Конечно, так и тянет счесть изречения этих конкретных экспертов отвратительным
тупиком, в который зашел определенный подход к Восточной Европе; однако на самом деле
профессора проявили живучесть, а философские формулы – удивительную
приспособляемость. Некоторые из тех же самых профессоров всплыли в послевоенной
немецкой науке с теми же самыми формулами, отнюдь не дискредитированными и ловко
приспособленными к идеологическим условиям «холодной войны». В 1952 году газета
«Zeitschrift fur Ostforschung» заявила, что «граница между двумя цивилизационными
сферами пролегла прямо через Европу»17. «Холодная война» стала столь важным этапом в
развитии концепции Восточной Европы не только благодаря способности заимствовать и
применять к новым условиям дискурс, восходящий еще к эпохе Просвещения, но и
способности маскировать его культурные корни. Именно потому, что советский блок придал
концепции Восточной Европы весьма существенное геополитическое наполнение, а Сталин
куда успешнее Екатерины создавал выдуманную Вольтером империю, после Второй
мировой войны стало возможно забыть, умалчивать или намеренно затушевывать тот факт,
что разделение Европы было создано искусственно, как интеллектуальный продукт, в
процессе непрерывного культурного конструирования. В 1946 году «железный занавес»

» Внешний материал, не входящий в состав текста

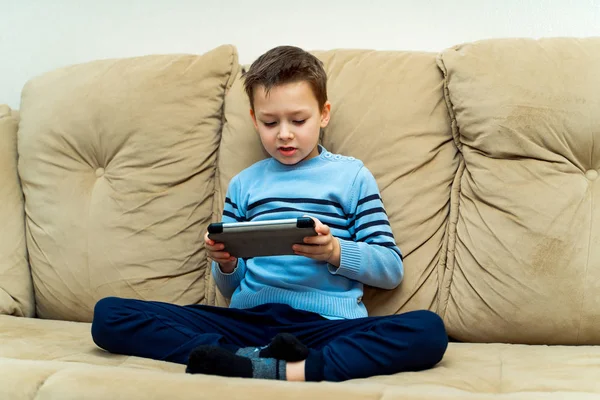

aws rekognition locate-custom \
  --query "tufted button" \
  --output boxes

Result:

Черчилля совпал с уже установившимся континентальным разделом – «от Штеттина на
Балтике до Триеста на Адриатике», а при жизни следующего поколения эта линия прочно
вошла в научную литературу о Восточной Европе. В самом уважаемом из послевоенных
американских учебников, «Истории современного мира» P.P. Палмера и Джоэля Колтона,
который был впервые опубликован в 1950 году и высоко ценится до сих пор, глава
«Трансформация Восточной Европы в 1648–1740 годах» открывается словами: «Говоря о
Европе в целом, ощутимая, хотя и неопределенная линия прошла вдоль Эльбы и Богемских
гор к верховьям Адриатики»18. Эта фраза звучит как отголосок речи Черчилля и молчаливо
оправдывает описания «Восточной Европы» как внутренне однородной общности, а не
анахроничной, искусственной категории, удобной по аналитическим и идеологическим
соображениям.
Замечательный литературный памятник «холодной войны» – американская книжка для
подростков, изданная в 1962 году под названием «Славянские народы», словно
пародирующая главу «Slawische Völker» в «Идеях к философии истории человечества»

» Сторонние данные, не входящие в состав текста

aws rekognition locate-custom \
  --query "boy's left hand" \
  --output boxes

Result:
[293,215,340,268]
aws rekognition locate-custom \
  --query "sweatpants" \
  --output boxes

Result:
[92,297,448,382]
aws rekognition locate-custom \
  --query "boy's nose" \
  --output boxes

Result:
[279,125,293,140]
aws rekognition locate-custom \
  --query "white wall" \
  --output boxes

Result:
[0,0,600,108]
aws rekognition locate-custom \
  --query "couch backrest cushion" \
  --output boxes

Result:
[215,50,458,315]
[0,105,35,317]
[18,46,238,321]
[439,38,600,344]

Гердера. Аляповатые изображения фигур в народных костюмах подразумевают, повидимому, фольклорную общность славян, снова пародируя Гердера, превозносившего
приверженность этих народов своим «древним празднествам». Ее автор, Томас Колдекот
Чабб, относится к предмету своей книги с симпатией; она открывается главой «Из страны
Гога и Магога» и завершается главой «Что для нас сделали славяне». Он спрашивает: «Что, к
22
примеру, унаследовал маленький Петр из России от своих многочисленных предков,
выбравшихся из первобытных болот? Его отец производит трактора или ядерные боеголовки
в Донбассе или в Новосибирске за Уралом»19. В 1962 году, в год кубинского ракетного
кризиса, русских описывали американцам как народ, выбравшийся из первобытных болот.
Понятно, что «маленький Петр» должен был вызвать в памяти образ большого Петра,
построившего среди болот свою столицу и сделавшего эти болота частью просвещенческого
мифа о России. Связь между этим мифом и фантазиями «холодной войны» видна и в
глубокомысленном изречении Джеймса Бонда в романе «Из России с любовью» (1957): «Я
так же думаю о русских. Пряник они просто не воспринимают. На них действует только
кнут. В сущности, они мазохисты. Они любят палку. Вот почему они были так счастливы
при Сталине». Когда неотразимая Татьяна Романова умоляет Бонда побить ее, если она будет
слишком много есть, он охотно соглашается: «Конечно, я тебя побью»20.
Окончание «холодной войны» породило серьезные научные и политические
размышления о концептуальном разделении Европы. И государственные деятели, и ученые
стали осознавать, что падение «железного занавеса» не означает простого и немедленного
политического, экономического или культурного примирения двух половин континента.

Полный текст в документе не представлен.